Die neuen starken Männer im US-Kongress
Verkehrte Welt in der Herzkammer der US-Demokratie. Bei den Demokraten, die ab Jänner im Repräsentantenhaus in der Minderheit sind, ist der Generationswechsel geräuschlos gelungen. Auf die Fraktionsvorsitzende Nancy Pelosi, die 20 Jahre den Taktstock hielt, folgt der 52-jährige Hakeem Jeffries – der erste Afroamerikaner, der im US-Kongress eine Partei anführt. Ein redegewandter Taktiker und eine Integrationsfigur, der auch mit Sneakers zum Dreiteiler nicht daneben aussieht.

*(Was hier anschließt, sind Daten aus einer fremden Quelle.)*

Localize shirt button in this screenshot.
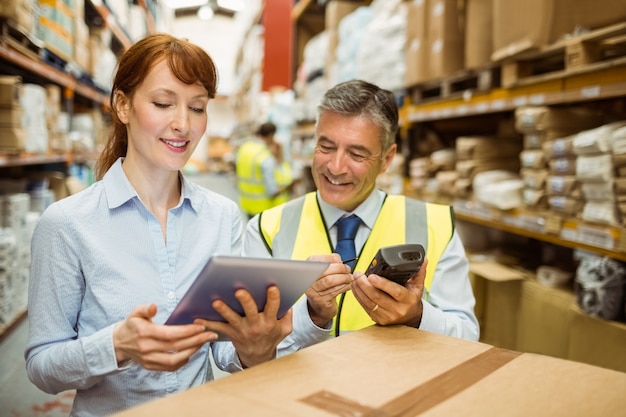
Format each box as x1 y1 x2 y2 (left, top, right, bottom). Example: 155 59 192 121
167 291 175 300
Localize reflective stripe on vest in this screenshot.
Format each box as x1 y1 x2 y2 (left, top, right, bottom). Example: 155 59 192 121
236 141 273 214
259 192 455 333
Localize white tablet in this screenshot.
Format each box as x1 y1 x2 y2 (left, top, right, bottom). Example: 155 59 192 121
165 255 329 326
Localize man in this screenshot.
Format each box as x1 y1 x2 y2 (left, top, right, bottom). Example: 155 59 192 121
243 80 479 353
235 122 293 217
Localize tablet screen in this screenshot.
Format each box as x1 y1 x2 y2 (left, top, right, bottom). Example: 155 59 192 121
165 256 329 325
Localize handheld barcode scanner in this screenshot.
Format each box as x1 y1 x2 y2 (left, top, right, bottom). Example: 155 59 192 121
365 244 425 285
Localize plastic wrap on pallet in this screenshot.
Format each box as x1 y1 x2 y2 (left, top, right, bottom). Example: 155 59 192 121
0 228 18 328
575 253 626 321
336 6 372 83
356 0 407 92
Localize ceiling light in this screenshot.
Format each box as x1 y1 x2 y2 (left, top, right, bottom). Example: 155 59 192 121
217 0 245 12
161 0 207 9
197 4 215 20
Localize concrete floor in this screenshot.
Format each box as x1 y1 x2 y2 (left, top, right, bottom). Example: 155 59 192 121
0 172 240 417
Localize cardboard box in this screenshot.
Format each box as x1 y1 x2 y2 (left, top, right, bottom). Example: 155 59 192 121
427 0 464 79
469 261 525 349
0 0 36 33
325 0 362 31
456 136 522 160
0 126 25 151
465 0 493 69
516 278 576 359
113 326 626 417
0 76 23 108
0 107 25 127
492 0 626 60
514 106 604 134
568 307 626 373
456 158 520 179
405 0 429 86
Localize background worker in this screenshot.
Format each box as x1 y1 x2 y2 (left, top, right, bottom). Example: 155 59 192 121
242 80 479 355
235 121 294 217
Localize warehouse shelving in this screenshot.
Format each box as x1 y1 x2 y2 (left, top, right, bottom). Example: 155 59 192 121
0 0 156 170
402 51 626 261
402 66 626 125
0 42 109 107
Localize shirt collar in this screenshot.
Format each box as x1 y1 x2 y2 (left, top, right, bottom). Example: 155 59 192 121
102 157 199 212
317 188 386 230
102 158 137 209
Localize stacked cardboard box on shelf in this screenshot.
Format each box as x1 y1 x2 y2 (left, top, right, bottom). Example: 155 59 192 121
404 0 464 86
492 0 626 61
611 126 626 224
573 122 626 226
37 0 75 62
514 106 604 216
44 83 69 153
0 0 37 33
454 124 522 207
0 76 26 152
72 0 90 74
403 0 626 90
464 0 492 69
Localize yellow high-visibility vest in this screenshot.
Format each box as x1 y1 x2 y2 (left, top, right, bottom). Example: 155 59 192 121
273 161 293 206
235 140 274 215
258 192 455 333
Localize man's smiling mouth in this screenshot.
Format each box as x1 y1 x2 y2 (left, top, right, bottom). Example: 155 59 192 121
327 176 350 186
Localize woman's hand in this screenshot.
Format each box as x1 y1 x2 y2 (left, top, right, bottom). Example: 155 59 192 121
194 286 292 368
113 304 218 371
304 254 353 327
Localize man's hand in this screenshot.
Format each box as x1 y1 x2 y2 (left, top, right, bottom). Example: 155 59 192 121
304 253 353 327
194 286 292 368
113 304 218 371
351 258 429 328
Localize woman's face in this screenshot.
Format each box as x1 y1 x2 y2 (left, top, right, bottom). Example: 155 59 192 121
116 59 209 173
312 111 396 212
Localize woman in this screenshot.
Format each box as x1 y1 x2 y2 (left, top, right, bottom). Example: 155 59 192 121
25 33 291 416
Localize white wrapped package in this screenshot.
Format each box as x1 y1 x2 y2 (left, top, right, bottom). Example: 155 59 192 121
20 83 48 153
573 121 626 155
581 180 614 202
303 30 329 78
356 0 407 91
473 170 524 210
336 7 373 83
576 154 614 182
610 125 626 154
582 200 620 226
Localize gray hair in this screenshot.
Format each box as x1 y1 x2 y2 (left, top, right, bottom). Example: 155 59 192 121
316 80 399 151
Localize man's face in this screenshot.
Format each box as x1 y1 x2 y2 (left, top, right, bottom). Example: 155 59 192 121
311 111 396 212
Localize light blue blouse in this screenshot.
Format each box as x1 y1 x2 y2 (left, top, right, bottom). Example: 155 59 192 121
25 158 244 416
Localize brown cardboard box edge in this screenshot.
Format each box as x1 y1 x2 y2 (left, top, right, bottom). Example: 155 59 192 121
113 326 626 417
469 261 525 349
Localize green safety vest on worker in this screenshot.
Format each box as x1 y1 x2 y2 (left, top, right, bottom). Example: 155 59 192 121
258 192 455 333
236 140 275 215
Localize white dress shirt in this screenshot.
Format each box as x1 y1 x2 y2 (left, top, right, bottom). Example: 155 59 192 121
242 189 480 356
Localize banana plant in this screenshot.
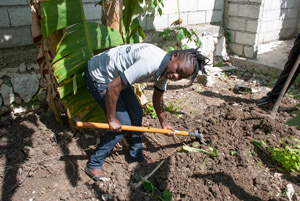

Auf der republikanischen Seite, die mit 222 von 435 Sitzen bei den Zwischenwahlen im November eine dünne Mehrheit errungen hat, herrscht dagegen so etwas wie eine Palast-Revolte. Kevin McCharthy, der am 3. Jänner unbedingt zum Fraktionschef der Republikaner und Sprecher des Repräsentantenhauses gewählt werden will – was ihn hierarchisch zur Nummer drei in den Staaten machen würde – kämpft bis zur letzten Minute gegen Abweichler vom ultrarechten Rand. Sie wollen ihn erpressen. Ohne ihre Mithilfe kann er die nötigen 218 Stimmen nicht bekommen.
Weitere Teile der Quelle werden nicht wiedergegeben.